Road to success laced with potholes

Among the challenges to President Barack Obama's war-pullout strategy will be dealing with the governments of Afghanistan, led by President Hamid Karzai (left), and Pakistan, under President Asif Ali Zardari. Both present different and intractable problem

KABUL -- President Barack Obama is holding an uncertain hand in his high-stakes gamble in the fight against Islamic extremism in Afghanistan and Pakistan. Weak partners in both countries and doubts about the speed of building up Afghan security forces raise questions about the strategy.

If all goes well, U.S. troops can begin heading home in July 2011, Obama said. The White House said Obama set this date to make sure Afghan President Hamid Karzai's government knows it has limited time to reform itself and take charge of security.

Yet nearly every step presents difficult challenges.

The threefold plan, unveiled Tuesday in a speech at the U.S. Military Academy at West Point, N.Y., calls for:

--Sending 30,000 U.S. reinforcements to try to reverse the Taliban's momentum and bolster Afghanistan's security forces within 18 months.

--An accelerated program to boost the notoriously weak and corrupt Afghan government.

--Partnership with Pakistan, where many al-Qaida figures, including Osama bin Laden, are thought to be hiding.

Key to a quick exit are the Afghan army and police. Afghan officials question whether 18 months is enough time for a complete handoff to security forces, whose combat capabilities are reduced by a primitive system to keep units well supplied with food, fuel and ammunition without NATO's help.

Training soldiers is only part of the challenge. Turning them into an effective, integrated fighting force is another.

Of the 90 Afghan army battalions, the U.S. military considers only 1 in 3 capable of fighting without NATO support.

An estimated 90 percent of the recruits can't read or write when they join the army, making it difficult to operate complex military operations that require written orders and reports.

"The police are taking money from both sides, the government and the Taliban," said Ghulam Haider Hamidi, the mayor of the southern city of Kandahar. "When we have this kind of police and military, the Afghan problem won't be solved in 20 years."

Equally challenging is dealing with the governments of Afghanistan and Pakistan. Each is critical to success, and each presents different and nearly intractable problems.

With Afghanistan, the goal is to rid the government of corruption, including links to drug trafficking, and to bolster its ability to deliver services to its citizens, a necessary step to win popular support.

Training enough civil servants to run a government extending from Kabul to remote villages and towns nationwide will take time and resources.

In Pakistan, the challenge of building an effective partnership has been dogged by a spike in anti-Americanism led by elements of the security forces and increasing doubts over the stability of the weak, civilian government.

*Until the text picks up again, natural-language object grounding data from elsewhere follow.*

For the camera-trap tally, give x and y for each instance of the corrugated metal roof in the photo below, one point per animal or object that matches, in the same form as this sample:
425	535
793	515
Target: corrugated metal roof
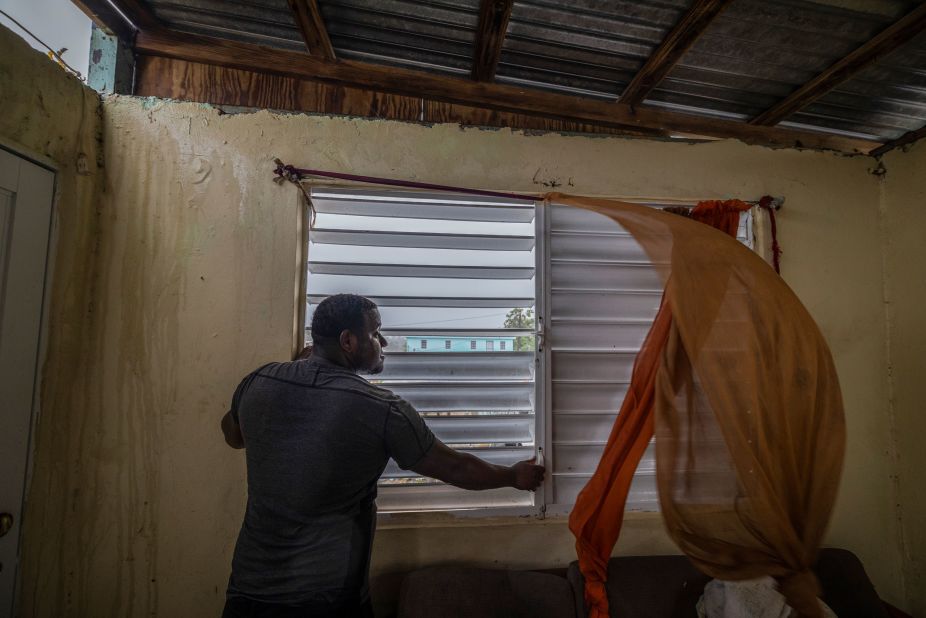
752	55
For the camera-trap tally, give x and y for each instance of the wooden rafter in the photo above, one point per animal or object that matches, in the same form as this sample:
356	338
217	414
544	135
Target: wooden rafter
312	27
139	13
408	82
106	15
884	43
907	138
490	35
679	40
107	19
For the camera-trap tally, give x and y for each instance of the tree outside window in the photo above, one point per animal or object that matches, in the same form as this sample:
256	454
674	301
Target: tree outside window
522	319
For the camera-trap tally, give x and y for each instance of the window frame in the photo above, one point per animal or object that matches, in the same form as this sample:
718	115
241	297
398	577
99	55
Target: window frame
543	412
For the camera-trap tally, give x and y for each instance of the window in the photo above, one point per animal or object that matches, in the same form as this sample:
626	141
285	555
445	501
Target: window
441	268
462	268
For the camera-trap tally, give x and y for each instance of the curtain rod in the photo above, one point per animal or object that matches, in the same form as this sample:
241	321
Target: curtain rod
296	174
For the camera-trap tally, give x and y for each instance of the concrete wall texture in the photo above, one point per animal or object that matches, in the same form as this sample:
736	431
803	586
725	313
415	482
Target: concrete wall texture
904	222
177	272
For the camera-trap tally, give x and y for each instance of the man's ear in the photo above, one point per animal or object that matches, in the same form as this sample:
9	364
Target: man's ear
348	340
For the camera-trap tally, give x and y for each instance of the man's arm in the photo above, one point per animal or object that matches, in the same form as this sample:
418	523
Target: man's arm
468	472
232	431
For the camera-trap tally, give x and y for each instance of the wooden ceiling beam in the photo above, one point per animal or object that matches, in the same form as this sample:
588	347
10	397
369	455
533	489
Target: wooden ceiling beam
408	82
907	138
679	40
107	19
490	35
877	48
139	13
312	27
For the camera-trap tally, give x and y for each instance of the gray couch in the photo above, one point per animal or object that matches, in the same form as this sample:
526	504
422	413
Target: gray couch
638	587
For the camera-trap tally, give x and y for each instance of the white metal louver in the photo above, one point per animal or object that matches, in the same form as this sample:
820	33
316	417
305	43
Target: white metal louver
603	296
445	270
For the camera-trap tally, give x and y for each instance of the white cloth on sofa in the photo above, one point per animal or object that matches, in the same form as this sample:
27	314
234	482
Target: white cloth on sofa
751	598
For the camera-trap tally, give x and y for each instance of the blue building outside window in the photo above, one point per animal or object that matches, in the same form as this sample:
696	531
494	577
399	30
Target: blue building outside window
459	344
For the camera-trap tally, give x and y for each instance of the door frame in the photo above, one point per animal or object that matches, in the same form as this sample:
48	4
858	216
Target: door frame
48	282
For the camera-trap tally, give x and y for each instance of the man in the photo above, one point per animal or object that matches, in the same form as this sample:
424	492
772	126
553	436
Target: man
317	438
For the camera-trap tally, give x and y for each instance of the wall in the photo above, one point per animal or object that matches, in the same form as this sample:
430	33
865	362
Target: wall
50	117
904	207
197	272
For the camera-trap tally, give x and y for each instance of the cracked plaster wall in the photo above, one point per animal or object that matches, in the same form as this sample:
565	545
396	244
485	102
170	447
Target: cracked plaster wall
136	500
904	209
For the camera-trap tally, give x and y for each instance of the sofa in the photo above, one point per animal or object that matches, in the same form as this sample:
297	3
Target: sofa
638	587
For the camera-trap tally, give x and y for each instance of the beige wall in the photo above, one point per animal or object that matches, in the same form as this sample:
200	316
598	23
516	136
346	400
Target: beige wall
136	497
51	117
904	208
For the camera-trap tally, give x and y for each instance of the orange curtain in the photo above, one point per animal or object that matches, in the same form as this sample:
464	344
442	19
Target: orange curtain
740	387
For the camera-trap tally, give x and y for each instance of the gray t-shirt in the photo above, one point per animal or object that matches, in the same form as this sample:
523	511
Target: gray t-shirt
317	438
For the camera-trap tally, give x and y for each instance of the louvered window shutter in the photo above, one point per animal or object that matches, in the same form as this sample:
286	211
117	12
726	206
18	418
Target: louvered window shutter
447	273
603	296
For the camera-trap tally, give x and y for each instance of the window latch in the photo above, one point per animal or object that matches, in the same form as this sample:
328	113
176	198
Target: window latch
539	333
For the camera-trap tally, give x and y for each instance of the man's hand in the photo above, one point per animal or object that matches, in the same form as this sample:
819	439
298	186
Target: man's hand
469	472
527	474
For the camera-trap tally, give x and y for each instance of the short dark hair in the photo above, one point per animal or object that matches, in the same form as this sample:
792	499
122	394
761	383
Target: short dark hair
338	313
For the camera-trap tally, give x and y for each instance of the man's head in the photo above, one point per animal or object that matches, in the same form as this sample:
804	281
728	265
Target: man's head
345	327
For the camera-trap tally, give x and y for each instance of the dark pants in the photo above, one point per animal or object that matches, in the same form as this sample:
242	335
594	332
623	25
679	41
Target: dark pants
236	607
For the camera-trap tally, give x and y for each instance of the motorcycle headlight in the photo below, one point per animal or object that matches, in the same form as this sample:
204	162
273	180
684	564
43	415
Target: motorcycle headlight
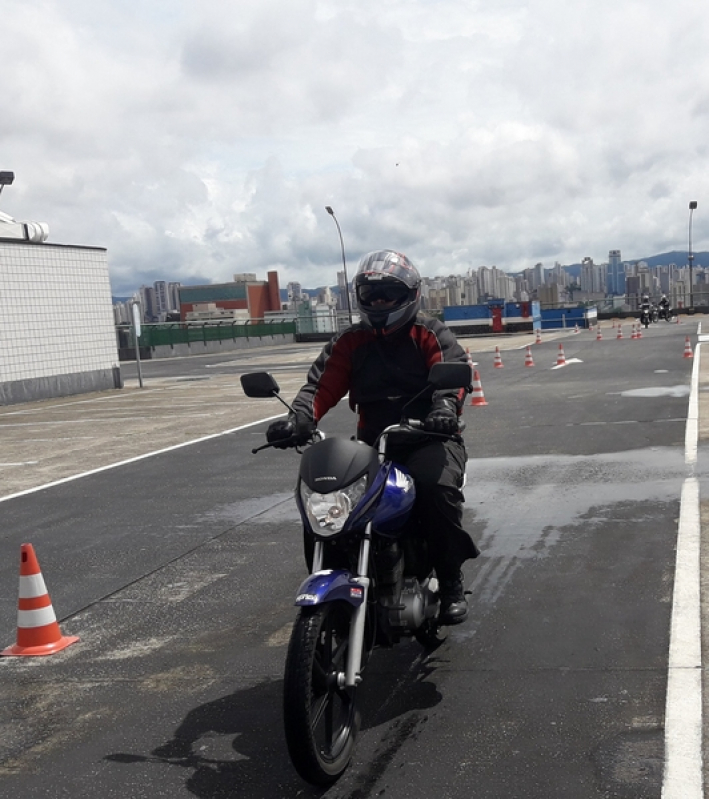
327	513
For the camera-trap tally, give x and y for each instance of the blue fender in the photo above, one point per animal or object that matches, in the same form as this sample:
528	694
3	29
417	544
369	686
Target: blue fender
328	586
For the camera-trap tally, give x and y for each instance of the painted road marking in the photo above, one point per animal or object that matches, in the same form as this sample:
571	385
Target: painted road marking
137	458
682	778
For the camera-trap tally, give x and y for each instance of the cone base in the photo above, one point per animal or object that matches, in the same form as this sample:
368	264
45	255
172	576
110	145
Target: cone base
42	649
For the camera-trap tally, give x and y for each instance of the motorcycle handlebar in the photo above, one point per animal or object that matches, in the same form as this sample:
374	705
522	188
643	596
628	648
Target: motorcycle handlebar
289	443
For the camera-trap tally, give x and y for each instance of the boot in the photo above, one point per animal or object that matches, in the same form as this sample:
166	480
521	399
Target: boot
454	606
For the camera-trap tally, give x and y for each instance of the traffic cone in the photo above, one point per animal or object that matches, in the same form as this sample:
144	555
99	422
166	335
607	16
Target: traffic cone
37	630
477	398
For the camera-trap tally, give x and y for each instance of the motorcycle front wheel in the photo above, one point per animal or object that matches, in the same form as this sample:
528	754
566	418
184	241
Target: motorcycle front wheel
321	717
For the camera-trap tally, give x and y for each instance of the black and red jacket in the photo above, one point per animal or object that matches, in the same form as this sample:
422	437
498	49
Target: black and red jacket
381	374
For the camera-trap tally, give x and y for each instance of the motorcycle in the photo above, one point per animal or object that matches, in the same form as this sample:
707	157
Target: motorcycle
371	583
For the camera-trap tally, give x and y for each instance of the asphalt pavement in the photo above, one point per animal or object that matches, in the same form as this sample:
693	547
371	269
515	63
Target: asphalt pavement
188	402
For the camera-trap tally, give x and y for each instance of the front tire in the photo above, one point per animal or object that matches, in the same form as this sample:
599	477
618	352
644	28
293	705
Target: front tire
321	718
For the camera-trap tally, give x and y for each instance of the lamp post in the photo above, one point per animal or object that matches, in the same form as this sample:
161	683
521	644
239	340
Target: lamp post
6	179
344	265
690	257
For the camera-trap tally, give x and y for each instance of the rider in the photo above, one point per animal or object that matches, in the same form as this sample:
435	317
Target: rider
383	361
664	306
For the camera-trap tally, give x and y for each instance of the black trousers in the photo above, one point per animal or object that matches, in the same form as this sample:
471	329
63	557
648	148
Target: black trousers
438	469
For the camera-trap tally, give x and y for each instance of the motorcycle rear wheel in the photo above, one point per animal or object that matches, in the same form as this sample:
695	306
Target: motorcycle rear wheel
321	719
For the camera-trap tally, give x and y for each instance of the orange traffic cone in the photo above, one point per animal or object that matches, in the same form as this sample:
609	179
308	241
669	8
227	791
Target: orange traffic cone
37	630
478	398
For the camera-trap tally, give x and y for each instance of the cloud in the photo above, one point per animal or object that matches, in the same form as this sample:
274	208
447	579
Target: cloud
196	141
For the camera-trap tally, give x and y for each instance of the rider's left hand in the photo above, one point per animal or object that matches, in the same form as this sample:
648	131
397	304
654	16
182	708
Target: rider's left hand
443	418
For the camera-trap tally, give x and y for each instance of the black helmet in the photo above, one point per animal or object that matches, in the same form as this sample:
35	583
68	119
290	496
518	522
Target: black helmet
388	288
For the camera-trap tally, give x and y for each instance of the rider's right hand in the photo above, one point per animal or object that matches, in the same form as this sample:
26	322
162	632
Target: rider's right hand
290	432
280	433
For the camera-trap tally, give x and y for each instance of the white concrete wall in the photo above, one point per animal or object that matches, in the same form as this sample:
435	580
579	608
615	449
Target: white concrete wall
57	334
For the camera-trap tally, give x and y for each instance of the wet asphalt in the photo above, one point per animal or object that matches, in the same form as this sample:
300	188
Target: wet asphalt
176	571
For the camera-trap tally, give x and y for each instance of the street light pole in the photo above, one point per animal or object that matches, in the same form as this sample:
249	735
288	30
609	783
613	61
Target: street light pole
344	265
692	206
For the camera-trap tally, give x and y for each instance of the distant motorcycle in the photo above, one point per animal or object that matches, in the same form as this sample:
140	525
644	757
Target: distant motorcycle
371	584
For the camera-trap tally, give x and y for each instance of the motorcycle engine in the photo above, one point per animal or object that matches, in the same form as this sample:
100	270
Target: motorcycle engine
416	603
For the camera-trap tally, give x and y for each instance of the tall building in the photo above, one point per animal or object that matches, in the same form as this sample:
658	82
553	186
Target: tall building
615	276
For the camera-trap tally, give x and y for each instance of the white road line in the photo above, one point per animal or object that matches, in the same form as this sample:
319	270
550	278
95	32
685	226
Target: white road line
138	458
683	774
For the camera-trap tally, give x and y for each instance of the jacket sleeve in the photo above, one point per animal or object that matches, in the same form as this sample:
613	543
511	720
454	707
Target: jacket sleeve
328	379
438	343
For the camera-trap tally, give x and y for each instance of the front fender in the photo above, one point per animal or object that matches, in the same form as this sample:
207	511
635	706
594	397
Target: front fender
327	586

Since 2001, the U.S. has given the Pakistani army billions of dollars to try to get it to fight Islamic militants along the Afghan border.

While the army has taken on the Pakistan Taliban, it has not gone after Afghan Taliban leaders who base their operations in the lawless border region.

Many Western officials and analysts believe Pakistan is playing off both sides -- accepting U.S. funds to crack down on Pakistani militants while tolerating the Afghan Taliban in the expectation that the radical movement will take power in Afghanistan once the Americans withdraw.

Shaun Gregory, an expert on Pakistani security at the University of Bradford in Britain, said the Pakistanis will take note of Obama's pledge to start bringing U.S. troops home from Afghanistan in July 2011.

"The Pakistanis are smart enough to read the signals coming out of Washington," Gregory said. "It seems to me that the army's longer-term strategy of broadly backing the Afghan Taliban is paying off now. They have their tails up."